# AZOO Pressure Regulator w/Solenoid



## Star-flog (Jun 8, 2005)

This Taiwan made AZOO Pressure Regulator with Solenoid looks solid and it appears to be a quality product (as photo). I believe AZOO is a reputable company in Taiwan.

Anyone tried this product before and any user comments would be appreciated. Thank you.


----------



## Praxx42 (Mar 4, 2005)

I am currently using this regulator on my 240. I prefer regulator like this over ones like Milwaukee mainly because these are "fire-and-forget;" once you get it on the tank, you don't have to fiddle with anything but the needle valve.
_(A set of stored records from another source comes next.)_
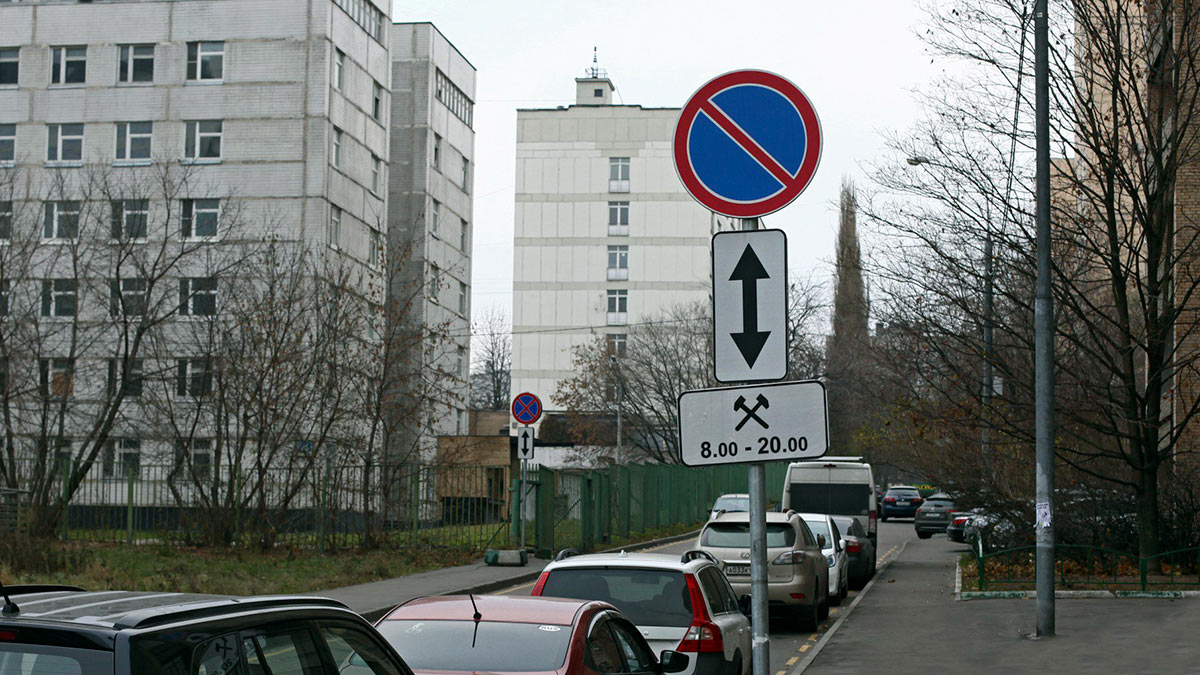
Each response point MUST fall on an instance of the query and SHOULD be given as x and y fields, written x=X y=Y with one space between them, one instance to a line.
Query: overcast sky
x=856 y=60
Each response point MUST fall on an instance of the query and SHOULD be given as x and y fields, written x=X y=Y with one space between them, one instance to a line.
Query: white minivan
x=834 y=487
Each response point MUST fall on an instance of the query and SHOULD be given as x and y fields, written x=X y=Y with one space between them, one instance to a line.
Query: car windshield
x=22 y=659
x=648 y=597
x=732 y=503
x=489 y=645
x=737 y=536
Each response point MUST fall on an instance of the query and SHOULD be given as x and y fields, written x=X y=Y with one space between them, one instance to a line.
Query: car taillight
x=789 y=557
x=540 y=584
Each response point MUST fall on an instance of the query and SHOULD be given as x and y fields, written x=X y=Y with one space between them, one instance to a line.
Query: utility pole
x=1043 y=323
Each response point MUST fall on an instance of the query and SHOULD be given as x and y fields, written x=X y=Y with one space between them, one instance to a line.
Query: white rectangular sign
x=750 y=305
x=745 y=424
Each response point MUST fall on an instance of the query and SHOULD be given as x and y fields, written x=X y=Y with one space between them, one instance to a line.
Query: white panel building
x=605 y=234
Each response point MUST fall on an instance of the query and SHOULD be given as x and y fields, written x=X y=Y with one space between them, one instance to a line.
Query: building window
x=130 y=219
x=57 y=377
x=201 y=219
x=202 y=139
x=7 y=142
x=618 y=263
x=129 y=297
x=334 y=233
x=454 y=97
x=618 y=219
x=133 y=139
x=10 y=65
x=198 y=296
x=136 y=63
x=61 y=221
x=618 y=174
x=69 y=65
x=339 y=69
x=64 y=142
x=618 y=308
x=615 y=344
x=59 y=297
x=193 y=377
x=205 y=61
x=133 y=383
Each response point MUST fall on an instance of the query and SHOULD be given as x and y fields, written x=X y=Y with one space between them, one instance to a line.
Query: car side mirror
x=673 y=662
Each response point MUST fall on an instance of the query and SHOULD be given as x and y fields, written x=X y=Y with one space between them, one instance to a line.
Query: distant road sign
x=525 y=442
x=747 y=143
x=526 y=407
x=750 y=305
x=745 y=424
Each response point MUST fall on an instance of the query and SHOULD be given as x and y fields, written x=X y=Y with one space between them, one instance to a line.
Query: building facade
x=605 y=234
x=430 y=230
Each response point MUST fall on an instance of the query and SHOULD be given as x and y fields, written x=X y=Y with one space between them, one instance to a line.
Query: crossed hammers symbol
x=741 y=405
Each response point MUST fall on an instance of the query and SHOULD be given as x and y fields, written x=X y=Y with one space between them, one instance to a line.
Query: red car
x=520 y=634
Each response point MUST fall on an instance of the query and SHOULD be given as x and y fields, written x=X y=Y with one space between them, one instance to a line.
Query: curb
x=825 y=639
x=963 y=596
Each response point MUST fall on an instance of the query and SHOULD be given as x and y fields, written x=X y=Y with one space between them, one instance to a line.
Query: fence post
x=129 y=508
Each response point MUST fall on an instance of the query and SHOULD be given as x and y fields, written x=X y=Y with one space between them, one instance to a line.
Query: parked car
x=900 y=501
x=834 y=553
x=934 y=515
x=681 y=603
x=833 y=485
x=859 y=550
x=64 y=629
x=730 y=503
x=521 y=634
x=797 y=573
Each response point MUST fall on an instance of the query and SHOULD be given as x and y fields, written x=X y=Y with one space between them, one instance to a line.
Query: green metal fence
x=328 y=506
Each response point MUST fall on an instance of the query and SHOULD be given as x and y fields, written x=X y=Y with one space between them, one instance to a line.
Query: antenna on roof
x=10 y=607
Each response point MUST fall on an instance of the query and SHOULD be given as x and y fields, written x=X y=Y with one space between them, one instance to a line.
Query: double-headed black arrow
x=749 y=270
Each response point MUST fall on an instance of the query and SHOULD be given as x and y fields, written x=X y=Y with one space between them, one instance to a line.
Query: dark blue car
x=900 y=501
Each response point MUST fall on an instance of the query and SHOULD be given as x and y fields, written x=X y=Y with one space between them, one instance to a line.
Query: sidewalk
x=373 y=599
x=910 y=622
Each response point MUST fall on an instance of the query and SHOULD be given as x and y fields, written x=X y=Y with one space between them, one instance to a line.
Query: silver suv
x=679 y=603
x=797 y=571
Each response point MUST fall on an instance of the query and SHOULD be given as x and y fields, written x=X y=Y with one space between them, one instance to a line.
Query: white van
x=834 y=487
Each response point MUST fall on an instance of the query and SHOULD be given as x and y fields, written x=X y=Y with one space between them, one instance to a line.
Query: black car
x=64 y=629
x=859 y=550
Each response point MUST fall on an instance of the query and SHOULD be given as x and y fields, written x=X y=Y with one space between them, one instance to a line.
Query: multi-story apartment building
x=275 y=112
x=605 y=234
x=431 y=225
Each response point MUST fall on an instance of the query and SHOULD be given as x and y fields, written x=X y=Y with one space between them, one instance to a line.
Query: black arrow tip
x=750 y=345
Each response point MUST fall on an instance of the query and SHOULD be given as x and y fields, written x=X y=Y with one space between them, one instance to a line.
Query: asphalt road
x=787 y=643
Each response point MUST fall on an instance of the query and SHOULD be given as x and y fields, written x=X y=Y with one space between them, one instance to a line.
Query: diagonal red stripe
x=747 y=143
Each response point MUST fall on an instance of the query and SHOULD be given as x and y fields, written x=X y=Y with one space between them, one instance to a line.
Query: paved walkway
x=910 y=622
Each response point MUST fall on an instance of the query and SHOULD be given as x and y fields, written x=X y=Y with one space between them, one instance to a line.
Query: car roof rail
x=565 y=554
x=688 y=556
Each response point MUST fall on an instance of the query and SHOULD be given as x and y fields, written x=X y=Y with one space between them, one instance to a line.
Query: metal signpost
x=526 y=410
x=747 y=144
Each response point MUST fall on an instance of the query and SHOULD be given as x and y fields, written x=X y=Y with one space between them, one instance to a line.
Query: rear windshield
x=732 y=503
x=844 y=499
x=486 y=645
x=35 y=659
x=648 y=597
x=737 y=536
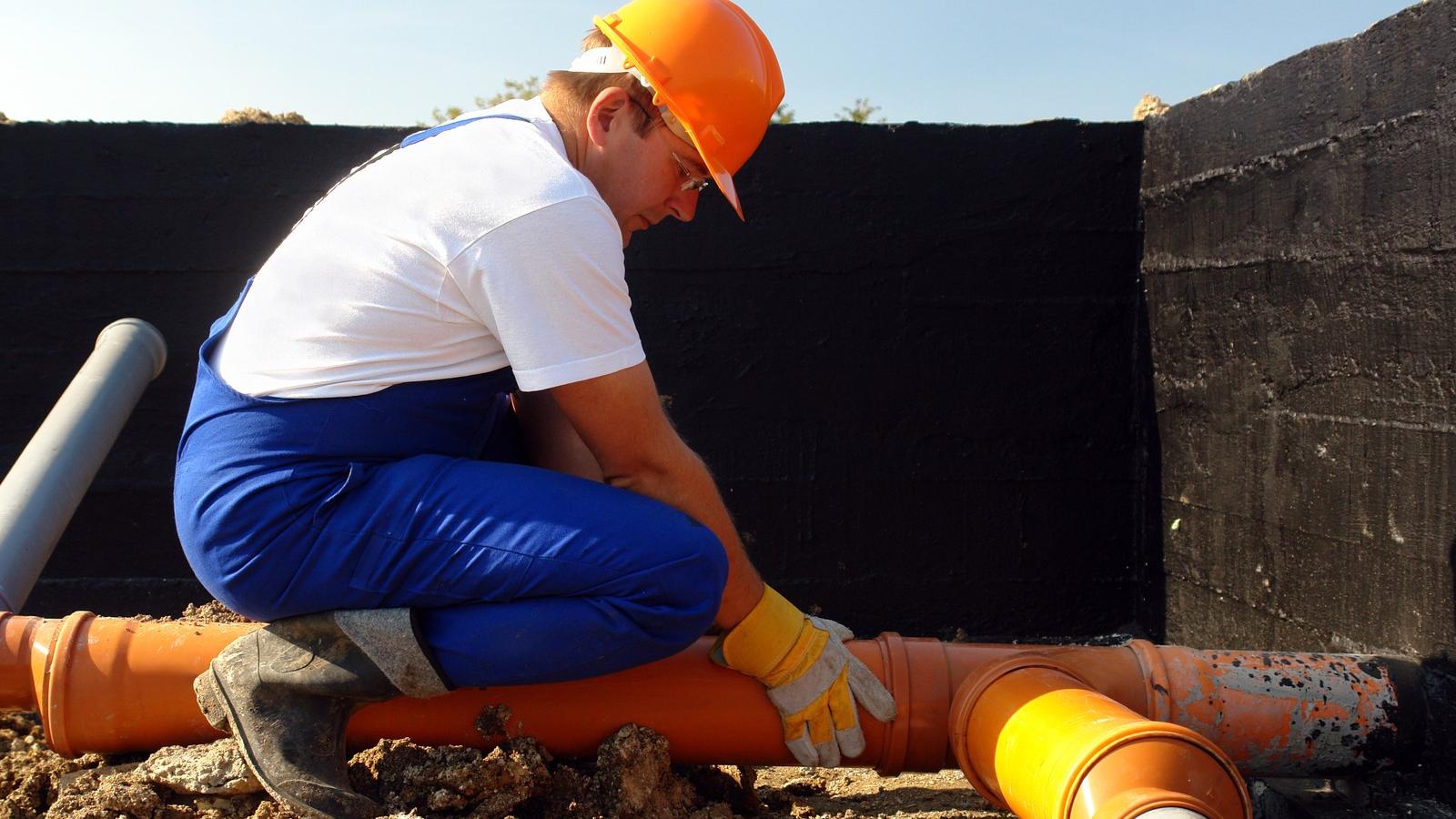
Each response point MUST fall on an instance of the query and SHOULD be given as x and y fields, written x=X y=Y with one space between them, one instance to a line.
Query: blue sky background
x=369 y=62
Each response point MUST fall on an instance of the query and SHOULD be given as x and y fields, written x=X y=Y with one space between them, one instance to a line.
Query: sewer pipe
x=114 y=685
x=47 y=482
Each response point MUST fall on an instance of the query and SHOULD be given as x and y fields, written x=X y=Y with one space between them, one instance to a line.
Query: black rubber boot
x=288 y=690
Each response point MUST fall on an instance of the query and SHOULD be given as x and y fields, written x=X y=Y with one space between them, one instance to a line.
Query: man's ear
x=608 y=111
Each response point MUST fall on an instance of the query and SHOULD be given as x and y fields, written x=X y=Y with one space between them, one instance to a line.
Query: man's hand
x=812 y=676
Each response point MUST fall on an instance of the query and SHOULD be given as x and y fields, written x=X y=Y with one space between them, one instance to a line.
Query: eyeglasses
x=691 y=182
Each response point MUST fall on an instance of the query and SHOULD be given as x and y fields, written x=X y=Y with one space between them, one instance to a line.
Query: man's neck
x=571 y=133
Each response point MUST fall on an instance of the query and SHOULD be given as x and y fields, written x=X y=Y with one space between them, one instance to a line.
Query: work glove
x=812 y=676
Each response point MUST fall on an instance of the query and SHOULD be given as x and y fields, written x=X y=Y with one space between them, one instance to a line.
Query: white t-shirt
x=470 y=251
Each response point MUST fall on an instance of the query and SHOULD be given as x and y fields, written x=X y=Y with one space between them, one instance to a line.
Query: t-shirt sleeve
x=552 y=288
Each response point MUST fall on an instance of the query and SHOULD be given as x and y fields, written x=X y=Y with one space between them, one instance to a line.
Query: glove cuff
x=763 y=639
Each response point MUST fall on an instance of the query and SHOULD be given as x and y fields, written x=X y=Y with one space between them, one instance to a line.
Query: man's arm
x=622 y=424
x=550 y=439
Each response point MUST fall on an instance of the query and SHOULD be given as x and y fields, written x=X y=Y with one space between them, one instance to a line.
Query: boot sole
x=222 y=707
x=211 y=702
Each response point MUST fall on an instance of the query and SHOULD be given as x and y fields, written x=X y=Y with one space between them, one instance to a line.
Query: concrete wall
x=1300 y=264
x=921 y=370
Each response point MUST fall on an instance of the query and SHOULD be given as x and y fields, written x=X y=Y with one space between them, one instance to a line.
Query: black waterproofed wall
x=1300 y=263
x=919 y=370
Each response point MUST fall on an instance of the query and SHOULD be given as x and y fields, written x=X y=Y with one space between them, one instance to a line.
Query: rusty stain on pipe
x=113 y=685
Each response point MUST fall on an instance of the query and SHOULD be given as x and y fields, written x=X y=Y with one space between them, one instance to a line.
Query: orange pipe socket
x=114 y=685
x=1034 y=738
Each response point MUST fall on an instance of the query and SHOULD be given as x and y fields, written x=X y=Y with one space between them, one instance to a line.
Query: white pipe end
x=140 y=332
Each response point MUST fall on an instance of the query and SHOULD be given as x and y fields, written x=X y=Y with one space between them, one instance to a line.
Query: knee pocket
x=692 y=586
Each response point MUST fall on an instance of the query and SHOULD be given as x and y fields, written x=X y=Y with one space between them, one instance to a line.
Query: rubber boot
x=288 y=690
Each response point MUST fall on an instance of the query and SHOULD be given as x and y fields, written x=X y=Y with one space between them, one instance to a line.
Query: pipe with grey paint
x=47 y=482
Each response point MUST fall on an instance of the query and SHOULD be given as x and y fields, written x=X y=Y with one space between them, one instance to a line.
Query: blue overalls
x=415 y=496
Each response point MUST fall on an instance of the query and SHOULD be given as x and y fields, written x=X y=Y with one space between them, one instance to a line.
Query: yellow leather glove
x=812 y=678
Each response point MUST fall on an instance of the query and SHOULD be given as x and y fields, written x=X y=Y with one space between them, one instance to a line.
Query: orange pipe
x=114 y=685
x=1034 y=738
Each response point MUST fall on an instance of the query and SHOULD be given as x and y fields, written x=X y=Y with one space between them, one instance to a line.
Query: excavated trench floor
x=631 y=778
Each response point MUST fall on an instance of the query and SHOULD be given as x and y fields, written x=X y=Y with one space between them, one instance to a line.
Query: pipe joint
x=1031 y=734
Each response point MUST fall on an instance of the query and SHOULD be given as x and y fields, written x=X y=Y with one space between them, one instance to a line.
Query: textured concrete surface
x=1300 y=264
x=919 y=370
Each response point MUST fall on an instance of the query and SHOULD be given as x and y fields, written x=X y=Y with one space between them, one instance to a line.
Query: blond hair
x=572 y=92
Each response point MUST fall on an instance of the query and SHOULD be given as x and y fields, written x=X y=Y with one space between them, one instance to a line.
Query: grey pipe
x=47 y=482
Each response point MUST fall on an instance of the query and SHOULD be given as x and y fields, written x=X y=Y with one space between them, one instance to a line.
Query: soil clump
x=632 y=777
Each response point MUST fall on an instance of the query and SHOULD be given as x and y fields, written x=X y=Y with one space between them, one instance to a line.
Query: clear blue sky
x=366 y=62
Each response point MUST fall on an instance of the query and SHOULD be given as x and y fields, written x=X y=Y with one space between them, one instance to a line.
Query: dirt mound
x=631 y=778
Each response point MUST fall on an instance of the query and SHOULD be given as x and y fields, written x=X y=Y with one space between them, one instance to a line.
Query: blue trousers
x=415 y=497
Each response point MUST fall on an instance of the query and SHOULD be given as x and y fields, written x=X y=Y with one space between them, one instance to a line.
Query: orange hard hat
x=711 y=67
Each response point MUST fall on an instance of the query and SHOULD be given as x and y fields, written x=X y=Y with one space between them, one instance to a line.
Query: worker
x=426 y=442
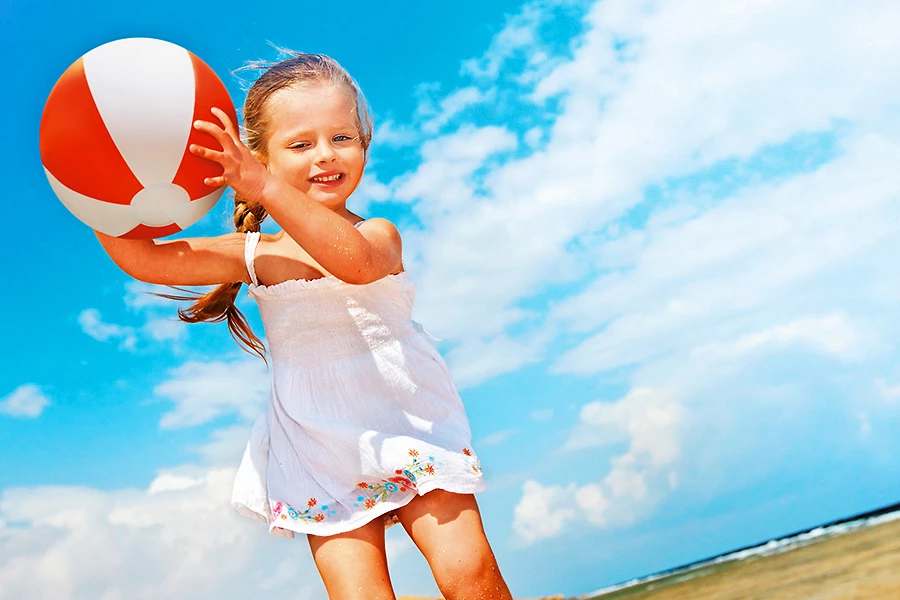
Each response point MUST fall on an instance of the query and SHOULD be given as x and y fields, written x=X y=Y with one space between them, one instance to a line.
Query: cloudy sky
x=658 y=239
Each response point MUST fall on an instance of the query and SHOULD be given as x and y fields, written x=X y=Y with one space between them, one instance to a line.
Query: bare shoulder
x=381 y=228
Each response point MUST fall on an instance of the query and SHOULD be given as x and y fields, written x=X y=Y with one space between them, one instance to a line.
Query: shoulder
x=381 y=228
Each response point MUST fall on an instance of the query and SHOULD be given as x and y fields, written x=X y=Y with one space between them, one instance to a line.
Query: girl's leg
x=353 y=565
x=447 y=529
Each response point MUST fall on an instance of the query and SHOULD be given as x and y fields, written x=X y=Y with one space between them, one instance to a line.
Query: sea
x=774 y=546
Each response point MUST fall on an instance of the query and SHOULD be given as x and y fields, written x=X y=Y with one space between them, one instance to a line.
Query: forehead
x=314 y=106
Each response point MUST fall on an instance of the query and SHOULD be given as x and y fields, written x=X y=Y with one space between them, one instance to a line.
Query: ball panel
x=198 y=208
x=144 y=90
x=75 y=145
x=111 y=219
x=160 y=205
x=210 y=91
x=144 y=232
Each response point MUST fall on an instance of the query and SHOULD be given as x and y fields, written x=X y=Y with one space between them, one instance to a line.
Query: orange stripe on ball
x=209 y=92
x=76 y=146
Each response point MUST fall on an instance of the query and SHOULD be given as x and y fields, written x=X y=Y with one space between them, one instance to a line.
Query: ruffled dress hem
x=286 y=527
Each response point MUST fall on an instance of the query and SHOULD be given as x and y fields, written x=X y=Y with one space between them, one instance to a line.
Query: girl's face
x=314 y=142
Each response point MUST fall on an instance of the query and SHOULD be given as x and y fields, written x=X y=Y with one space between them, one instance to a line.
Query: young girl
x=364 y=426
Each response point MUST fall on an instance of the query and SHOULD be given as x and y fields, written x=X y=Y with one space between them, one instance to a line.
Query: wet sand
x=859 y=565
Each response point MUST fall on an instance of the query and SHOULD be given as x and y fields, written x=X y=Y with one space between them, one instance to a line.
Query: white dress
x=362 y=415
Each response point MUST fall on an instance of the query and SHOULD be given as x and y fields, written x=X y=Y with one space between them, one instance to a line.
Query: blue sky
x=658 y=240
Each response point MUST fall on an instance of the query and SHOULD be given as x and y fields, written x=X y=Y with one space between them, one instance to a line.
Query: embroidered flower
x=284 y=510
x=473 y=462
x=403 y=482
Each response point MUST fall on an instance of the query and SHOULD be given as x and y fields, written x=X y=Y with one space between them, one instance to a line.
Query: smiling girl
x=364 y=426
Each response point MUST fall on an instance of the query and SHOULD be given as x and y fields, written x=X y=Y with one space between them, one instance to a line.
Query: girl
x=364 y=426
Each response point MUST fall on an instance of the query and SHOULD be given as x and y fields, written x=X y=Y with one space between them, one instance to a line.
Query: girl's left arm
x=355 y=255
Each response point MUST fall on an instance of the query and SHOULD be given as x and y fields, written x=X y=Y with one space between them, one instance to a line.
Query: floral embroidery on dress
x=285 y=511
x=472 y=461
x=405 y=480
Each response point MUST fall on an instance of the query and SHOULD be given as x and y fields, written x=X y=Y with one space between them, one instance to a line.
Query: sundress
x=362 y=415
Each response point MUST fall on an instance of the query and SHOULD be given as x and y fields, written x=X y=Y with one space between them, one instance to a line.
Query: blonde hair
x=299 y=69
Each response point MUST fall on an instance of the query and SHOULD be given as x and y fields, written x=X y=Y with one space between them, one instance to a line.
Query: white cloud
x=454 y=104
x=738 y=80
x=651 y=423
x=179 y=535
x=543 y=511
x=477 y=361
x=834 y=334
x=544 y=414
x=203 y=391
x=498 y=437
x=27 y=401
x=92 y=323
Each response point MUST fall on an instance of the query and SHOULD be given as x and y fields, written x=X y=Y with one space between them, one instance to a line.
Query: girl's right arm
x=184 y=262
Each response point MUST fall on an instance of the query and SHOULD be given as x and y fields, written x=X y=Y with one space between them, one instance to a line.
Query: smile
x=327 y=178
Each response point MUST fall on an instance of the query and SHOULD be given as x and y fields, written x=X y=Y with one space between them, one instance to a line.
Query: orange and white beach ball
x=115 y=134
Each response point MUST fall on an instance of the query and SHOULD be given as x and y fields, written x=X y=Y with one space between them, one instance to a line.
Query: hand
x=246 y=175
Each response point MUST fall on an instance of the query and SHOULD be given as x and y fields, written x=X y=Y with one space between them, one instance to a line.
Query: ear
x=261 y=158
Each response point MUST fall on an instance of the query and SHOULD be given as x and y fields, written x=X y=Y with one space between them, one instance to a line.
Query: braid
x=247 y=216
x=219 y=304
x=298 y=69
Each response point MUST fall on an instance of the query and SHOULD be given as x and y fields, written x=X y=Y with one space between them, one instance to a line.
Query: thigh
x=447 y=529
x=353 y=565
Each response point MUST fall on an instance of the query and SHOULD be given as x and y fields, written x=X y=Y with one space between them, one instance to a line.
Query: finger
x=208 y=153
x=226 y=122
x=212 y=129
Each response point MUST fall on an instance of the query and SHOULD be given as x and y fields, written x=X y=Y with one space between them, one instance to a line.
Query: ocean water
x=773 y=546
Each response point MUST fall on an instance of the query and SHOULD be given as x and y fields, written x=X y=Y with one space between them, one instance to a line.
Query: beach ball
x=115 y=133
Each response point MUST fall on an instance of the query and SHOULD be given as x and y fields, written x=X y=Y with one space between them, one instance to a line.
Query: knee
x=468 y=573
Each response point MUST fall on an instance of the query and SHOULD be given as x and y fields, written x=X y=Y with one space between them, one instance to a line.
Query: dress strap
x=250 y=243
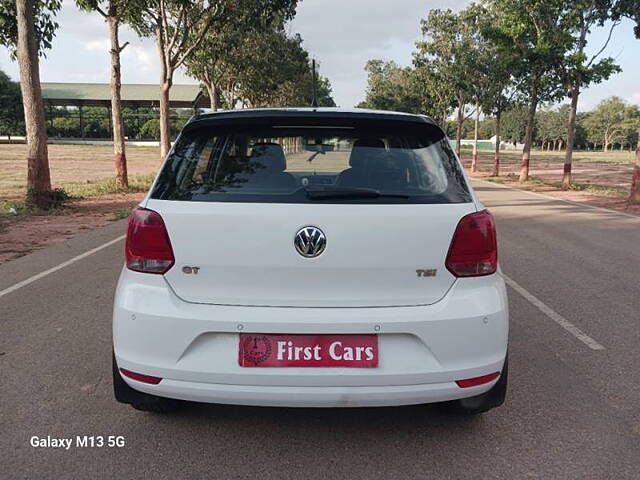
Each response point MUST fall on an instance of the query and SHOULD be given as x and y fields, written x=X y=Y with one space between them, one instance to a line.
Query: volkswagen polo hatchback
x=311 y=258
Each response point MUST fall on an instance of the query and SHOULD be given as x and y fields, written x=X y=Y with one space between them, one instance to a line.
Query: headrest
x=269 y=155
x=363 y=148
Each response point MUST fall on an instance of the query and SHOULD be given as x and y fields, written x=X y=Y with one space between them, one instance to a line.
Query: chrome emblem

It's been running for almost 15 months now, no problems.


----------



## AaronT (Apr 26, 2004)

Is this the type that automatically reduces the pressure to about 1 bar or so? That's always sounded appealing to me. It seems like it would be easier to adjust. Although, from the picture it looks like a bubble counter is not included.


----------



## gnatster (Mar 6, 2004)

The Azoo regulator is listed in the reviews section and currently has one review. Praxx42, if you would be so kind, please add a review, this will help all by creating more data points for the same product. 

Thanks


----------



## Praxx42 (Mar 4, 2005)

Will do. Lemme take a look...


----------



## Star-flog (Jun 8, 2005)

Praxx42 said:


> Will do. Lemme take a look...


 Thanks Praxx42 for the product review. It looks like this is a good product and its under-rated as AZOO is not very well known brand. Currently hardly see any of this product in Singapore.
Would be in Taiwan on business trip next month, may be the price should be even lower.


----------



## Macbrush (Mar 29, 2004)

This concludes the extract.